The importance of tribosphenic molars seemed clear, initially, from studies of fossils found in Asia, Europe, and North America. They showed a step-by-step progression toward more and more tribosphenic features. Paleontologists concluded that mammals with this type of tooth had most likely arisen from a common ancestor that lived in the Northern Hemisphere during the Early Cretaceous. In contrast to the successful placental and marsupial mammals, the more primitive monotremes--an extremely ancient group that includes the platypus--were thought to have lacked tribosphenic molars and evolved in the southern continents.
Cracks in the theory appeared in 1985, with a report of the jaw of a fossil mammal, called Steropodon, from Early Cretaceous rocks in Australia. The jaw clearly belonged to a monotreme, but it bore relatively advanced teeth that vaguely resembled tribosphenic molars. In the late 1990s, unquestionably tribosphenic molars turned up in Australia and Madagascar--in the wrong place at the wrong time. One of these animals was found in mid-Jurassic rock, meaning it lived in the southern hemisphere tens of millions of years earlier than animals with transitional molar forms in the north.
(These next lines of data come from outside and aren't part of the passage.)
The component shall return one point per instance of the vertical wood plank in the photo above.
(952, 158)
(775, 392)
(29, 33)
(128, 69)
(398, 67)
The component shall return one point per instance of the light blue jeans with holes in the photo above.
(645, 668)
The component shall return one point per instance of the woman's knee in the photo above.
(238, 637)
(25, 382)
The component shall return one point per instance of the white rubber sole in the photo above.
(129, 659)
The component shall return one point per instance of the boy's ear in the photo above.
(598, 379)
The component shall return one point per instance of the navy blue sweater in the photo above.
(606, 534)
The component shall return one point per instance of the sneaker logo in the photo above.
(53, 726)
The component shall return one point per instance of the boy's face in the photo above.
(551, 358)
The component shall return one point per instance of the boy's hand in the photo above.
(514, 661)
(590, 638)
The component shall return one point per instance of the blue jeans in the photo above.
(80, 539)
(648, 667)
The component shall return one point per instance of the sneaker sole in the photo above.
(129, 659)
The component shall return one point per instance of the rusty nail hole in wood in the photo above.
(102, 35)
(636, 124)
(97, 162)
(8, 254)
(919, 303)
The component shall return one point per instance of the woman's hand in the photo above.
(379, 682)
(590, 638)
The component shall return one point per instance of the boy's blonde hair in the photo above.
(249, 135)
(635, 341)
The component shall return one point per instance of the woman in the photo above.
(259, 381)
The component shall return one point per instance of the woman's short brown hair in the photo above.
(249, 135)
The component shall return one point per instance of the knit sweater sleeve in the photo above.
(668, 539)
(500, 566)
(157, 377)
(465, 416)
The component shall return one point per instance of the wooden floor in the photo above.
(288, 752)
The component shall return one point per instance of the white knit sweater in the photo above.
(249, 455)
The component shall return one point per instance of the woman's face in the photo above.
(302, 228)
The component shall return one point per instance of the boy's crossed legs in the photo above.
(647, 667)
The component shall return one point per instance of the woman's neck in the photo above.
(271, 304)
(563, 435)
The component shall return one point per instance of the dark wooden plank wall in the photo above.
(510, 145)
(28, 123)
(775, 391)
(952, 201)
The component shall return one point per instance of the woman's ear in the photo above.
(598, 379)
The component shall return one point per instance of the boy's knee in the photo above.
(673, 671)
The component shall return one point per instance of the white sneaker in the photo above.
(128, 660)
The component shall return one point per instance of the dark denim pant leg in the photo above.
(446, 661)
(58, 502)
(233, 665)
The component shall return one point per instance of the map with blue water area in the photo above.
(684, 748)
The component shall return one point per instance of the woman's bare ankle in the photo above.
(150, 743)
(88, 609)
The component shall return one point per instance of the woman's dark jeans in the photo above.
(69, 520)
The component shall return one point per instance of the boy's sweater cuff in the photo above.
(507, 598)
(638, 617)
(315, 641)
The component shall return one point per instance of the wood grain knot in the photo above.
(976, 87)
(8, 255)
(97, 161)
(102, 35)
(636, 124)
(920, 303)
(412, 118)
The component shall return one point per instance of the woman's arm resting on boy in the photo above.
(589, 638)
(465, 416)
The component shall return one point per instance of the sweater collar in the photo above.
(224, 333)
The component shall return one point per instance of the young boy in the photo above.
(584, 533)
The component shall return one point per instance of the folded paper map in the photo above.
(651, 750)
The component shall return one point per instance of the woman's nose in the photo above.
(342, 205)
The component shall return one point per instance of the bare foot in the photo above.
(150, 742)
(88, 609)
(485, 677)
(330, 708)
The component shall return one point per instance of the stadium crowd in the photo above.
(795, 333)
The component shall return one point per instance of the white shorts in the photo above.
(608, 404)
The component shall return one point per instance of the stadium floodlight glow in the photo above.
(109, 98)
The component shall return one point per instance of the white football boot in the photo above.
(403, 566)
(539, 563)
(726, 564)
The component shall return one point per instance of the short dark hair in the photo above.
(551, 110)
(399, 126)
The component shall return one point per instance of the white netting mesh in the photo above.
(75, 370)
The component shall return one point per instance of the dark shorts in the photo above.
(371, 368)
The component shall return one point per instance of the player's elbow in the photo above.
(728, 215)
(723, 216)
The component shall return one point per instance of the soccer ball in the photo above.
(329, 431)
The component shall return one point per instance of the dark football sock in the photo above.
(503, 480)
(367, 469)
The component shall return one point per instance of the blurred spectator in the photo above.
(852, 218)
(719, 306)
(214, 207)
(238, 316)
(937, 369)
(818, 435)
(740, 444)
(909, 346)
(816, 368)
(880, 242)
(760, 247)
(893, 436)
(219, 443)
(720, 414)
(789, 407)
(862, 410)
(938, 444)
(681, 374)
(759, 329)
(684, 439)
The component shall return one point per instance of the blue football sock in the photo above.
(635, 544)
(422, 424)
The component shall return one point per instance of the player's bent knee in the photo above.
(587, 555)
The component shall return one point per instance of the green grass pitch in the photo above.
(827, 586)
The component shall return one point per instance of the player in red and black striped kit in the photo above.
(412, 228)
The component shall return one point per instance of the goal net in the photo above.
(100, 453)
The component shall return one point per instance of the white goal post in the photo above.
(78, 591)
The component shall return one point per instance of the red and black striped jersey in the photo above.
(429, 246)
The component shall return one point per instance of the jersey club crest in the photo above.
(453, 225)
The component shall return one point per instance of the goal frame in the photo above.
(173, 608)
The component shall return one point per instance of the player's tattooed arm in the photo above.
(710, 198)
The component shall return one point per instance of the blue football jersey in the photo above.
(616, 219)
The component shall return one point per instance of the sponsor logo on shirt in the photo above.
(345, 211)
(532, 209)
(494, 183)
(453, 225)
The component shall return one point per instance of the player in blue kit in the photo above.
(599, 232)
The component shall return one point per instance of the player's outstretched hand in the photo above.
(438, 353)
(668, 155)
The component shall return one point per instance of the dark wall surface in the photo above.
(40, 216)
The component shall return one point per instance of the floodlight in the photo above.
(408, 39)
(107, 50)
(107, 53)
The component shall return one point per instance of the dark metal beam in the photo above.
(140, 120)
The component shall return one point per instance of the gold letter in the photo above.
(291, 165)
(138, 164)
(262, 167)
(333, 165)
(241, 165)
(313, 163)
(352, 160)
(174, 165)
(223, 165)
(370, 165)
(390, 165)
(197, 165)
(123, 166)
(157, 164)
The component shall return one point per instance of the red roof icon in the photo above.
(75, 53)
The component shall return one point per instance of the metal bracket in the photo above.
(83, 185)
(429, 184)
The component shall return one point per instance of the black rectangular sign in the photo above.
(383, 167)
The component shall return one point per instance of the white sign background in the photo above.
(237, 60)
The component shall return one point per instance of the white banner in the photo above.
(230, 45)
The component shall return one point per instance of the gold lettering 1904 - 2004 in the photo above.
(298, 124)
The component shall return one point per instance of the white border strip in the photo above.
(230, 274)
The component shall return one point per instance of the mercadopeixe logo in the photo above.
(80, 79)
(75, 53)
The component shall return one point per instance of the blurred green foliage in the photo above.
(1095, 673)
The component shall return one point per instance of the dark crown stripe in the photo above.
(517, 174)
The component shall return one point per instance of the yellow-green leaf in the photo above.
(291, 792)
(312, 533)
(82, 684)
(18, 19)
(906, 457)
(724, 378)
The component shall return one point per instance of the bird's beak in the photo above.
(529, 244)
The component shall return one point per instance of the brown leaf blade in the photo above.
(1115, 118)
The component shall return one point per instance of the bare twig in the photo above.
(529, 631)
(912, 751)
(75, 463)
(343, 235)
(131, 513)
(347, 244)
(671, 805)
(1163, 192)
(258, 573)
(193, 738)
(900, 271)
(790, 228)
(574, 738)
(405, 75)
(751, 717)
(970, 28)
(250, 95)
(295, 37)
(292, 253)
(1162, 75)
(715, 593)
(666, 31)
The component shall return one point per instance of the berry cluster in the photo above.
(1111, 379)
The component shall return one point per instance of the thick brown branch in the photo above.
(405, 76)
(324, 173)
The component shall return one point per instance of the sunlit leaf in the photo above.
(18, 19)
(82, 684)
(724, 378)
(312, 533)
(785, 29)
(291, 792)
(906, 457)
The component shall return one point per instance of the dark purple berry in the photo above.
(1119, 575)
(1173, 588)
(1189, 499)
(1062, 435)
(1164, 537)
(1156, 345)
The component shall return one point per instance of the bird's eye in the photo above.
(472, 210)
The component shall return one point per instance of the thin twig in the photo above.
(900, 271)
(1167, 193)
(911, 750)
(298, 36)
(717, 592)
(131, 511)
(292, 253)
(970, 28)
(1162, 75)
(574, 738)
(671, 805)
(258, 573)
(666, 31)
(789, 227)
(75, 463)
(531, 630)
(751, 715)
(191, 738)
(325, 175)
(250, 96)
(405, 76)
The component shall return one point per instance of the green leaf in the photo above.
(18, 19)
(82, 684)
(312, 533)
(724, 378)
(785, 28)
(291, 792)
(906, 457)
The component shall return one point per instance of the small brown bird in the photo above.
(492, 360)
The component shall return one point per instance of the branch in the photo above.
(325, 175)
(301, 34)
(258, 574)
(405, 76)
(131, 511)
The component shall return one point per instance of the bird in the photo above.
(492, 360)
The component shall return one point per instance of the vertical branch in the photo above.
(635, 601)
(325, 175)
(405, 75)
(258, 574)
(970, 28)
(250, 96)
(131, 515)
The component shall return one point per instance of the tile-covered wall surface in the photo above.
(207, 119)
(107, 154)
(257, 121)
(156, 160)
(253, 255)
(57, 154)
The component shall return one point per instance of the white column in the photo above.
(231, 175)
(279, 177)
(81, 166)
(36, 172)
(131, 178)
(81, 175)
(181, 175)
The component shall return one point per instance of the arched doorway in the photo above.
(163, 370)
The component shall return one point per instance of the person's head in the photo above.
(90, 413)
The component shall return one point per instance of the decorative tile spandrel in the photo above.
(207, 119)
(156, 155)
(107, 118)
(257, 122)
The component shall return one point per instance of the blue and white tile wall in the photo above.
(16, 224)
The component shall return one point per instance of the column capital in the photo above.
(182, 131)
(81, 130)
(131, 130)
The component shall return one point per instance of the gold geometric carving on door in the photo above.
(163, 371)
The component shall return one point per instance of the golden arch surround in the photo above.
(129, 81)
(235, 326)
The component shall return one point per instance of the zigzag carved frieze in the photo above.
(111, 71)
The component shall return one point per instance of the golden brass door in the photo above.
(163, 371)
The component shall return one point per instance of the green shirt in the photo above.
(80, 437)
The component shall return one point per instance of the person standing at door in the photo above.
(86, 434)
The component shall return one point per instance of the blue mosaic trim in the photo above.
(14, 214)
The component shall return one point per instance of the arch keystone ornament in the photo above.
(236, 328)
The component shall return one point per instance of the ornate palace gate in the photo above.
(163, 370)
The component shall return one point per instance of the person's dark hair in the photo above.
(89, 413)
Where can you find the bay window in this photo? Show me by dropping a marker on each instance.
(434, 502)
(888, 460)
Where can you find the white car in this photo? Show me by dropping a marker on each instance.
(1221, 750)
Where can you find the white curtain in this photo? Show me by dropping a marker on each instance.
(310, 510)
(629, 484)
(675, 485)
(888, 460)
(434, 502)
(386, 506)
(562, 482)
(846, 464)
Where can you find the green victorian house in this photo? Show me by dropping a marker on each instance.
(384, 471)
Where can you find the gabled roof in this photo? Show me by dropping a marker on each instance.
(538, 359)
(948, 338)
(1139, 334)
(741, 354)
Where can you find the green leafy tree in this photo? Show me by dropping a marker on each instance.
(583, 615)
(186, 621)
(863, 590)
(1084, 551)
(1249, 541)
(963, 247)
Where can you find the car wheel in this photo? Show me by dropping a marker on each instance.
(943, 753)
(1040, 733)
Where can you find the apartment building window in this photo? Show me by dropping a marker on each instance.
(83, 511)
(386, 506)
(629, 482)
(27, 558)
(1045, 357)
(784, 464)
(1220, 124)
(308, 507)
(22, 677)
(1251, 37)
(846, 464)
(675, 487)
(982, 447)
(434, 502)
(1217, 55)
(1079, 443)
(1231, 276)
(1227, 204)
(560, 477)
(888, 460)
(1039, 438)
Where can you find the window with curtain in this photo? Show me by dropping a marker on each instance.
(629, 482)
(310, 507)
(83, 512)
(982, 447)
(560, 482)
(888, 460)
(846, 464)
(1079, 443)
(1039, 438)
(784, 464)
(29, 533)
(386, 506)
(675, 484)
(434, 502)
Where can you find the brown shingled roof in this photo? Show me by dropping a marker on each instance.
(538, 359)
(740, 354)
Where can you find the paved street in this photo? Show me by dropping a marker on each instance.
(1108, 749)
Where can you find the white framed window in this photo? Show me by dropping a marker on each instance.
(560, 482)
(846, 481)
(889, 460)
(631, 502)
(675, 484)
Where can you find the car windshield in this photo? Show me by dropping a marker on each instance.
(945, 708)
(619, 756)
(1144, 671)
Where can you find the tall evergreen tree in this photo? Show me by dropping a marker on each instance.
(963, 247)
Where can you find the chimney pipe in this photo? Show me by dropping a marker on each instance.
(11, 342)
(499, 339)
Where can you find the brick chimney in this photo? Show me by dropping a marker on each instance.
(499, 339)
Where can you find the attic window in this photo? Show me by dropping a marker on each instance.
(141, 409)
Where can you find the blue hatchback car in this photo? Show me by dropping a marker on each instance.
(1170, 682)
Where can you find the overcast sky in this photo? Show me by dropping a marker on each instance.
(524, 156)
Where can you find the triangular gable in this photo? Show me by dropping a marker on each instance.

Trying to resolve the puzzle, three researchers--Richard Cifelli of the Oklahoma Museum of Natural History in Norman; Zhexi Luo of the Carnegie Museum of Natural History in Pittsburgh, Pennsylvania; and Zofia Kielan-Jaworowska of the Polish Academy of Sciences--examined the bones and teeth of 21 living and fossil mammals. The paleontologists divided the fossils, based on skeletal and tooth features, into two evolutionary groups, one southern and the other northern. The tribosphenic molar originated independently in both groups, they propose in the 4 January issue of Nature.
The hypothesis is "going to be very, very stimulating," says Bill Clemens of UC Berkeley. But not everyone is convinced. "I think they're sticking their necks out pretty far," Wyss says, noting that the remains of the southern fossils include only teeth and jaws--no upper teeth, skulls, or other bones. "There's a tremendous amount of missing information here," he adds.